Nominations for IABAK Collections to Save
As the project is taking off, we've started to "wing it" with regards to what to save, and to get ahead of that, this will be a wikified list of potential collections to use for future shards. Please link to the collection, and describe why it might be of use.
Getting ahead of one of the issues, the reasons a collection might NOT be added yet is because:
- Too many items in it, causing it to spray against dozens of shards
- Too massive (for now), causing a shard to be a huge amount and we're stuck forever
- The collection is actually a mirror of another collection elsewhere.

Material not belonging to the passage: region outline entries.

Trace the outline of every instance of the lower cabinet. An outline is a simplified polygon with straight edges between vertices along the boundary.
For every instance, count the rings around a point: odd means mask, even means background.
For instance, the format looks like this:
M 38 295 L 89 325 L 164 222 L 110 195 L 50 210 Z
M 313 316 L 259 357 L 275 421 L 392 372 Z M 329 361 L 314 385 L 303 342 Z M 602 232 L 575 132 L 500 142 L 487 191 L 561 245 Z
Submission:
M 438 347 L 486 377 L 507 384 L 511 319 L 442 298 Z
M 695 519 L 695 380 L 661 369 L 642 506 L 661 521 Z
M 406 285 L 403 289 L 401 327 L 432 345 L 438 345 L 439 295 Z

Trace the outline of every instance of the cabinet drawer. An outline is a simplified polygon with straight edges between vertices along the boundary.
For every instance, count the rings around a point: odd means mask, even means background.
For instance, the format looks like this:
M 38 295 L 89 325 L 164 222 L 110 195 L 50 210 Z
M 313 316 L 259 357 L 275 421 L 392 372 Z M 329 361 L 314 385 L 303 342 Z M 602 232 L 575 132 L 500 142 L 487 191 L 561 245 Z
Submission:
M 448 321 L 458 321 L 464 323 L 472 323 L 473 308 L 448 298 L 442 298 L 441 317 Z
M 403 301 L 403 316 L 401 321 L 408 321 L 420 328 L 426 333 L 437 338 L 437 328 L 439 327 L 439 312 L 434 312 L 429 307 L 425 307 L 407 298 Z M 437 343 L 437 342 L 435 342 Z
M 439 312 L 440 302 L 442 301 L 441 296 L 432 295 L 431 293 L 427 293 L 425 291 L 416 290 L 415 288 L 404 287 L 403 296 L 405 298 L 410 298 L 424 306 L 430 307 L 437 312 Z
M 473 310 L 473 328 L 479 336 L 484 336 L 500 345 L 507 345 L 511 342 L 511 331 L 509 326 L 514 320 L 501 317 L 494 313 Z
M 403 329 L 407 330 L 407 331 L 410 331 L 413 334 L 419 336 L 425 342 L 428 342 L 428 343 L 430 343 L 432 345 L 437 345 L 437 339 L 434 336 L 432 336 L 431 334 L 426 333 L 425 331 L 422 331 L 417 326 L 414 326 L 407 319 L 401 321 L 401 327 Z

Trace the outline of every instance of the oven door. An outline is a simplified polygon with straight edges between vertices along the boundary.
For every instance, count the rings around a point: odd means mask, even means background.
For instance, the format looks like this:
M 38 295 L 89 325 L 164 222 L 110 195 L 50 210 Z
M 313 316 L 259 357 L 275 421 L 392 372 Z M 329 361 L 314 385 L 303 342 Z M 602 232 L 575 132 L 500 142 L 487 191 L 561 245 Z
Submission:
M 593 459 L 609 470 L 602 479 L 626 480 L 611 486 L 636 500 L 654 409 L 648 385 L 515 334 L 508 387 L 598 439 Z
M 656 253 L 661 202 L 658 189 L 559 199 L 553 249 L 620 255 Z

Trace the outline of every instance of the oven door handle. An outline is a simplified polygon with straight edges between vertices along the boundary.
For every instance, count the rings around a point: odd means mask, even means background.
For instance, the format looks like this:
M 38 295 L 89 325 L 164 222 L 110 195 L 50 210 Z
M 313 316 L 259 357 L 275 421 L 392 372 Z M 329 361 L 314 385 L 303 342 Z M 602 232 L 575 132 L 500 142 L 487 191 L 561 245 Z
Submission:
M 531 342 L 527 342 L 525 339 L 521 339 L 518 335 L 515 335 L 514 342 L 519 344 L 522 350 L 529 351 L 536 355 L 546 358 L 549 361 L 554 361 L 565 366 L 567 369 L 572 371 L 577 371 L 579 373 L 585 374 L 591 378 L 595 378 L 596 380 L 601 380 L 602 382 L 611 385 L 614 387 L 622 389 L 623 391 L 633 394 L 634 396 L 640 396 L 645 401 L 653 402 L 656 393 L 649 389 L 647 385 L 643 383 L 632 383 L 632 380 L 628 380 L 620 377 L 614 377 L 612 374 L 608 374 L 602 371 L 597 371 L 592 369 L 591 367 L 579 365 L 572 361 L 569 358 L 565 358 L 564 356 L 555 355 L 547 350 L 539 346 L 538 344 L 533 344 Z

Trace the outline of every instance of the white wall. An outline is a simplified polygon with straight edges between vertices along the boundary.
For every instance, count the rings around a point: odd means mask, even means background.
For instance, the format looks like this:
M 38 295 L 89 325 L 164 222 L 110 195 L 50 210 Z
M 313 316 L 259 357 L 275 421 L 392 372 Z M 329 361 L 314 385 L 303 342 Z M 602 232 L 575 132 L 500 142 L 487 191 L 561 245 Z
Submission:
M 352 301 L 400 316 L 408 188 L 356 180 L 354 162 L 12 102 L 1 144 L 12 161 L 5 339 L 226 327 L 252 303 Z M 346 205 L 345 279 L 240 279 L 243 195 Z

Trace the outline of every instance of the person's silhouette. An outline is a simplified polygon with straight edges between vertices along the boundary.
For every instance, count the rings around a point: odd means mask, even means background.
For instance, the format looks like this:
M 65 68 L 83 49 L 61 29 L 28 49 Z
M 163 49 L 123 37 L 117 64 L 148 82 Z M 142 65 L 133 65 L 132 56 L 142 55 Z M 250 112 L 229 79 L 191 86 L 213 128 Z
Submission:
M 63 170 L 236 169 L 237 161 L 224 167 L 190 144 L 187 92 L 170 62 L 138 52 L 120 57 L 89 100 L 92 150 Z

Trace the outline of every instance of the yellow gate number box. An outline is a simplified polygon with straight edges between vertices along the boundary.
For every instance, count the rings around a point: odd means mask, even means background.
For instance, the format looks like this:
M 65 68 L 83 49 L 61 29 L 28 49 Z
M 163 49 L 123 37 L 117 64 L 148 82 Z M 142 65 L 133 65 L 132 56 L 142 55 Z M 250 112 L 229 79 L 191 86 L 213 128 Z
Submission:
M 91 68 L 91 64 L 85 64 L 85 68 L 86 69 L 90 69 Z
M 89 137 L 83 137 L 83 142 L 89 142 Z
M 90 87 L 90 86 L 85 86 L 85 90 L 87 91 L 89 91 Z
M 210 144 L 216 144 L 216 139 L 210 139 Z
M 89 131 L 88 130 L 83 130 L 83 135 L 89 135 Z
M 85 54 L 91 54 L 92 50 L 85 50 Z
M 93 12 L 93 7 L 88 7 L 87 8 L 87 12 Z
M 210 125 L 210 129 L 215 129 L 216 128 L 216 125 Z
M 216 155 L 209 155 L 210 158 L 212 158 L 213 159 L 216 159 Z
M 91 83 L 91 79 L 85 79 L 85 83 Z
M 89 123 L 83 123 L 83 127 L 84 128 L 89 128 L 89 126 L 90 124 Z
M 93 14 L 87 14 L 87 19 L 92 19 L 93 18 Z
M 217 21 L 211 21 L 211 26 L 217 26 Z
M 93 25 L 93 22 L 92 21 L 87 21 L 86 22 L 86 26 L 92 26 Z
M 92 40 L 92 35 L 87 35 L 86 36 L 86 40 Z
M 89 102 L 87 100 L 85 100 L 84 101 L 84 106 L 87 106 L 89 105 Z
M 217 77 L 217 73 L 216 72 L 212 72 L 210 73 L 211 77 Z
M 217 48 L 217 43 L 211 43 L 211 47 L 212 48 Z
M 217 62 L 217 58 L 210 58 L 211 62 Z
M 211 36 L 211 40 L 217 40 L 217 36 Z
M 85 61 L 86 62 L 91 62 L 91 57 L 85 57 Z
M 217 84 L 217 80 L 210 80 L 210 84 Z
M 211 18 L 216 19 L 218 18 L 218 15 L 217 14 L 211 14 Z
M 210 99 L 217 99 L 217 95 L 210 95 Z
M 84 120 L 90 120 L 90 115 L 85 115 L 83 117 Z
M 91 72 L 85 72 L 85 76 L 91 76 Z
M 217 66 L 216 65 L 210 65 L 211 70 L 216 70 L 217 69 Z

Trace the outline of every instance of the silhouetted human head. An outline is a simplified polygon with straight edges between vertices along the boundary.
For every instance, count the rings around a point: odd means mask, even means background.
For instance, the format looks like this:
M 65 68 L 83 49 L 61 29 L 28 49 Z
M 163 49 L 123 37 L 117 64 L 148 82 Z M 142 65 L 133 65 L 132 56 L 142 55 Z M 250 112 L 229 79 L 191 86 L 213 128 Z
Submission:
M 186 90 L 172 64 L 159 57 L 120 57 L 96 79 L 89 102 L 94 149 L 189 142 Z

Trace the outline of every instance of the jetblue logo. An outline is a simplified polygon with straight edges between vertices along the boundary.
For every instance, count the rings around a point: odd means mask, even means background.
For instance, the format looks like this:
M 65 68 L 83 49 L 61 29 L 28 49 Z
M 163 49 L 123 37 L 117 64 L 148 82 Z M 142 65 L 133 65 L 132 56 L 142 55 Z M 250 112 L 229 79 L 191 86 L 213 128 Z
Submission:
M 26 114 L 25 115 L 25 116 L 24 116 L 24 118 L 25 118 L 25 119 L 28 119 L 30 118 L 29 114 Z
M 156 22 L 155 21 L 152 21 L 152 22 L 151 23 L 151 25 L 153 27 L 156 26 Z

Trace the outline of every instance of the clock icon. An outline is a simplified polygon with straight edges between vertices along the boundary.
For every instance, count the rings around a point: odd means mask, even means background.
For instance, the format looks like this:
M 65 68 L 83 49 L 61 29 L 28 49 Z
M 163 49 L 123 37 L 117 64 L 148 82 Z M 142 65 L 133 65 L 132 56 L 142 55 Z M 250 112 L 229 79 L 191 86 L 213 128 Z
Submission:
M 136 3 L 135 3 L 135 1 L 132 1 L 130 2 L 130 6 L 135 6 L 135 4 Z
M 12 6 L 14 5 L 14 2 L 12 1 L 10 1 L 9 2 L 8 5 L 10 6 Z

Some Potential Shard Additions
- https://archive.org/details/bibliothequesaintegenevieve - rare incunabula -- 327k files, too many for 1 shard
- https://archive.org/details/archiveteam_ancestry - family history -- this is 650 files (3 TB)
- https://archive.org/details/archiveteam-fortunecity - not backed up via torrents like the GeoCities grab, not as huge as some of the other AT projects (2.7 TB)
Accepted nominations, in progress
- https://archive.org/details/archiveteam-fire - many great archives of websites -- 313k files, too many for 1 shard. created SHARD12, which contains all the items from 2011 through 2015, approximately 30% of the total files.
- https://archive.org/details/archivebot - WARCs saved by the ArchiveBot. This is a small number of very large files; looks like it's going to be split into ~30 shards.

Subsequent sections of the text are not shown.